# forecast



## sharkie (Jan 25, 2008)

Just saw andres forecast on fox 8. Looking good for end of the month. Hate to say it but come on cold weather.


----------



## Minnowhead (Jan 12, 2011)

50 degrees today! What the Hell?


----------



## lovin life (Jan 2, 2010)

Is it a bad thing when Minnowhead and I are chatting in the back yard drinking a brew in sweatshirts in January ? YES IT IS !!!!!!!!!


----------



## sharkie (Jan 25, 2008)

Ya. I know its warm now but look at the out look. Get a good cold shot end of next week then a really good one a few days later. Nights r gonna be below freezing. We will have ice. Maybe in a few weeks but we will.


----------



## RUDDER (Feb 5, 2005)

I heard we were in for some arctic weather. Bring it on!


----------



## Bowhunter57 (Feb 9, 2011)

RUDDER said:


> I heard we were in for some arctic weather.


RUDDER,
Heard from who? What part of Ohio?

I'm in the N.W. section (Lima area) and there are a couple of days next week that show daytime temps below freezing. However, the following days are back up in the mid to upper 30s.

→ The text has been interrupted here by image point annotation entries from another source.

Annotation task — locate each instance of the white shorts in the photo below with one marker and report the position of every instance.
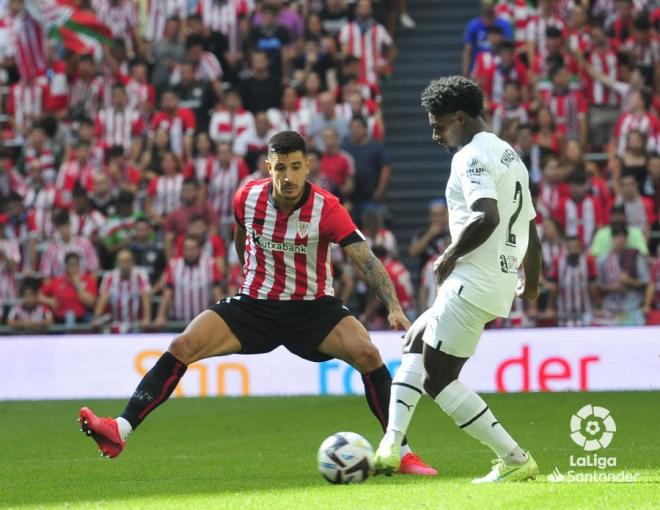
(455, 325)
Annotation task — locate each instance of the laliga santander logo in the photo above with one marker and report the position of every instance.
(592, 428)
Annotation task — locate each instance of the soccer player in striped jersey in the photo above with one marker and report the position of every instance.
(491, 221)
(285, 226)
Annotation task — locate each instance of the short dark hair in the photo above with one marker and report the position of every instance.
(71, 255)
(451, 94)
(286, 142)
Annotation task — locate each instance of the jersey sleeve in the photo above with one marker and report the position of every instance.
(338, 226)
(477, 180)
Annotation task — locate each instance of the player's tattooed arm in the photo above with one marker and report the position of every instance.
(239, 243)
(379, 281)
(532, 264)
(482, 225)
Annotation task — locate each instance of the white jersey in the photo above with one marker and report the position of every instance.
(488, 167)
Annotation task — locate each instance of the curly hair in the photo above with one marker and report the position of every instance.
(451, 94)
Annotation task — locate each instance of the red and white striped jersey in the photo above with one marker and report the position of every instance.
(115, 127)
(223, 16)
(567, 109)
(124, 294)
(581, 219)
(52, 262)
(158, 12)
(165, 192)
(38, 314)
(647, 123)
(518, 14)
(11, 251)
(503, 113)
(289, 121)
(536, 30)
(573, 298)
(603, 62)
(181, 124)
(87, 225)
(225, 126)
(88, 94)
(368, 47)
(25, 102)
(402, 282)
(287, 257)
(223, 184)
(192, 286)
(208, 69)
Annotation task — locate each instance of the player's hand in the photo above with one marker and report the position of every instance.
(443, 266)
(524, 291)
(398, 320)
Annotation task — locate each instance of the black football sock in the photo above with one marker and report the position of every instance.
(377, 387)
(154, 389)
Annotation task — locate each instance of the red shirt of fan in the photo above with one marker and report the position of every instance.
(287, 257)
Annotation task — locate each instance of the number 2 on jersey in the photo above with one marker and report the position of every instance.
(511, 237)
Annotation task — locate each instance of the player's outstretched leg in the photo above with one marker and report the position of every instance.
(207, 335)
(350, 342)
(405, 394)
(471, 414)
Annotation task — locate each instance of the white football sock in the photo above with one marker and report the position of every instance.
(471, 413)
(406, 391)
(124, 427)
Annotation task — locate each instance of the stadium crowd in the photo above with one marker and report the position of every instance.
(118, 169)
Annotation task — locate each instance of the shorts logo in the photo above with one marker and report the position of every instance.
(592, 428)
(303, 228)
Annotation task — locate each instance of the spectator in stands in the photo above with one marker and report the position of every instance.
(327, 117)
(85, 221)
(623, 276)
(192, 284)
(574, 292)
(165, 53)
(29, 315)
(476, 39)
(255, 141)
(146, 251)
(212, 244)
(639, 209)
(337, 165)
(429, 243)
(274, 40)
(72, 295)
(118, 229)
(579, 214)
(196, 95)
(231, 120)
(651, 306)
(377, 234)
(365, 32)
(602, 243)
(261, 91)
(53, 262)
(372, 168)
(164, 192)
(178, 123)
(125, 293)
(176, 223)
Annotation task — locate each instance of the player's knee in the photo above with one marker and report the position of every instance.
(367, 358)
(184, 348)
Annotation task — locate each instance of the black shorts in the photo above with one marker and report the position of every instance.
(300, 326)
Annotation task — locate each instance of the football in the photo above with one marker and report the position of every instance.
(345, 457)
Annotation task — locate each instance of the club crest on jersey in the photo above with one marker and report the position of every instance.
(303, 228)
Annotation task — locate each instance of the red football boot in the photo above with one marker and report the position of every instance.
(102, 430)
(411, 464)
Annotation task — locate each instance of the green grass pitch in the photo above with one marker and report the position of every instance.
(260, 453)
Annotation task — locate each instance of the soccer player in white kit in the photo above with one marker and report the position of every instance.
(491, 220)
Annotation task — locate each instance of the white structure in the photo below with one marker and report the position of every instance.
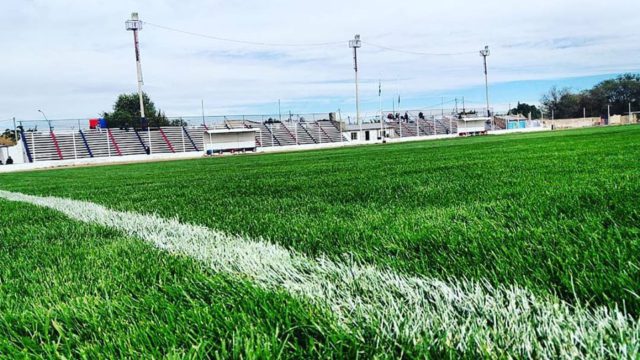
(221, 140)
(473, 125)
(16, 153)
(369, 132)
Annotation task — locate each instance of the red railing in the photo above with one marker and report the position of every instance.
(166, 139)
(113, 141)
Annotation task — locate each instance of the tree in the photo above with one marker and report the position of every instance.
(618, 93)
(525, 109)
(562, 104)
(126, 112)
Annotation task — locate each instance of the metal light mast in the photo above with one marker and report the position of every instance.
(484, 53)
(135, 25)
(355, 44)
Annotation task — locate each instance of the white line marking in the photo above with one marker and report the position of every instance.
(471, 317)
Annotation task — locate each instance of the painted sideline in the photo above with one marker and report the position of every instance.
(458, 315)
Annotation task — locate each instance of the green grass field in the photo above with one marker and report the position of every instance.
(554, 213)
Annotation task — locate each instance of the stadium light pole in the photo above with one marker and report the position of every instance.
(47, 120)
(135, 24)
(355, 44)
(485, 53)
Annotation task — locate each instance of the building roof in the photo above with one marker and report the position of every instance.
(467, 119)
(230, 131)
(367, 126)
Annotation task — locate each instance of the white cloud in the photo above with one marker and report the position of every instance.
(72, 58)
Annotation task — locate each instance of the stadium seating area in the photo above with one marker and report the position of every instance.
(92, 143)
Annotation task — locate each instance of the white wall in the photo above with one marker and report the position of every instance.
(15, 152)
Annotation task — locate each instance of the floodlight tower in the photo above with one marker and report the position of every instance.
(355, 44)
(484, 53)
(135, 25)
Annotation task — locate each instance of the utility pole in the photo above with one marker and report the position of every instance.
(47, 120)
(355, 44)
(202, 106)
(485, 53)
(135, 25)
(15, 129)
(382, 117)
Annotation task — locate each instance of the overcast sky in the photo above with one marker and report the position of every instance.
(72, 58)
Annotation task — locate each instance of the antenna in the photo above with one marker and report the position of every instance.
(485, 53)
(355, 44)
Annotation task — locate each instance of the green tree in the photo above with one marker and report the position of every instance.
(525, 109)
(126, 112)
(562, 103)
(617, 93)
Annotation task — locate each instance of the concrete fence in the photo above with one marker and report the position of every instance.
(592, 121)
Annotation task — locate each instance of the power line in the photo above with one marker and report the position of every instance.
(417, 52)
(246, 42)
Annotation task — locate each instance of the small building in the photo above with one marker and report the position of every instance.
(230, 140)
(368, 132)
(468, 126)
(515, 122)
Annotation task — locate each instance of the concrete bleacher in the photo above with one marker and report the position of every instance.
(96, 143)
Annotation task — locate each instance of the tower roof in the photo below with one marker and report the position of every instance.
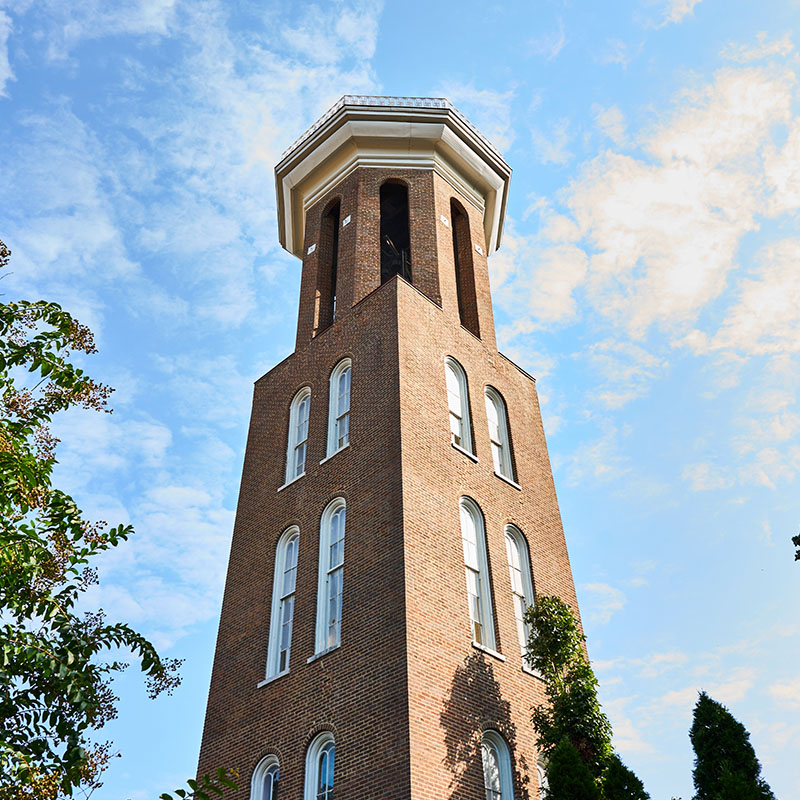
(401, 132)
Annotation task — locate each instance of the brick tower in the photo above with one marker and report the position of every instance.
(397, 509)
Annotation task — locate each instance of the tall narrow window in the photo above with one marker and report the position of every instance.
(465, 271)
(327, 268)
(473, 540)
(298, 434)
(282, 617)
(320, 765)
(331, 566)
(339, 407)
(264, 785)
(541, 774)
(521, 583)
(395, 236)
(458, 405)
(497, 780)
(498, 433)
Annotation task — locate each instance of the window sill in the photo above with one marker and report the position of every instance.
(488, 650)
(293, 480)
(508, 481)
(323, 652)
(532, 672)
(336, 452)
(272, 678)
(465, 452)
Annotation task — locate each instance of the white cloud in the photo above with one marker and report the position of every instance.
(604, 601)
(676, 10)
(705, 477)
(489, 110)
(551, 44)
(6, 73)
(744, 54)
(786, 692)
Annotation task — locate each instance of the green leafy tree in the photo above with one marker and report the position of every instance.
(568, 778)
(725, 764)
(619, 783)
(556, 651)
(56, 665)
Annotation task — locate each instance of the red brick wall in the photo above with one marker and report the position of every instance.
(406, 694)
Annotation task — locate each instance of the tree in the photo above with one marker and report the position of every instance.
(725, 764)
(619, 783)
(556, 651)
(56, 669)
(568, 778)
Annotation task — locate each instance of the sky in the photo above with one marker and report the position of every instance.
(648, 277)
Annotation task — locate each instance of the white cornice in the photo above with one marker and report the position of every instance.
(407, 133)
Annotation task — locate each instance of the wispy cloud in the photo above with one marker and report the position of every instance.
(488, 109)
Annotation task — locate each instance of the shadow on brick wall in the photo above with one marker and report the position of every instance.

Weather Channel 10 day forecast:
http://www.weather.com/weather/tenday/Lima+OH+45801

It not only has to get below freezing for ice to have time to develop, but it has to stay below freezing for the ice to remain safe to fish. 

The only place that I'm seeing ice, is in my tea. 
Bowhunter57


----------



## Minnowhead (Jan 12, 2011)

Mid January is supposed to be a big drop. Below freezing during the day and all night. But I've heard this song and dance before. If we get safe ice, my opinion is we will be fishing ponds and strip pits safely. Maybe some Res. bays and backwaters. If it stays cold, maybe we get the bigger water for a month! Meanwhile, I'm sticking to my New Years resolution to lose weight. Just might help me get out on thinner ice quicker.


----------



## snag (Dec 27, 2005)

went past it this morning and it,s locked up on both sides of 44 and the s side of 422 but the n side of 422 was open at spots out in the middle and down by the dam, it looked pretty good off the 44 boat ramp.


----------



## ErieRider (Mar 23, 2010)

lovin life said:


> Is it a bad thing when Minnowhead and I are chatting in the back yard drinking a brew in sweatshirts in January ? YES IT IS !!!!!!!!!


Hey Minnow head,

Hope you were drinking (1) Mick 64 in the backyard!! You know, we want you to keep that resolution.


----------



## hardwaterfan (Apr 6, 2004)

forecast finally starting to look like normal again, uhh...after these next 3 days of course...might actually get to walk on water this season after all.


----------



## dre (Aug 14, 2009)

From what I saw, atleast in Central Ohio, It's going to be cold mid week for a few days then right back up to high 30s, low 40s. We need that cold to stick around for a couple weeks, not 3 days IMO.


----------



## Minnowhead (Jan 12, 2011)

HA HA! Mich Ultra Erie Rider, Mich Ultra!


----------



## ErieRider (Mar 23, 2010)

Minnowhead said:


> HA HA! Mich Ultra Erie Rider, Mich Ultra!


Yeah Dude! I can't drink the light stuff, need high test, I forgot who makes which one!!


----------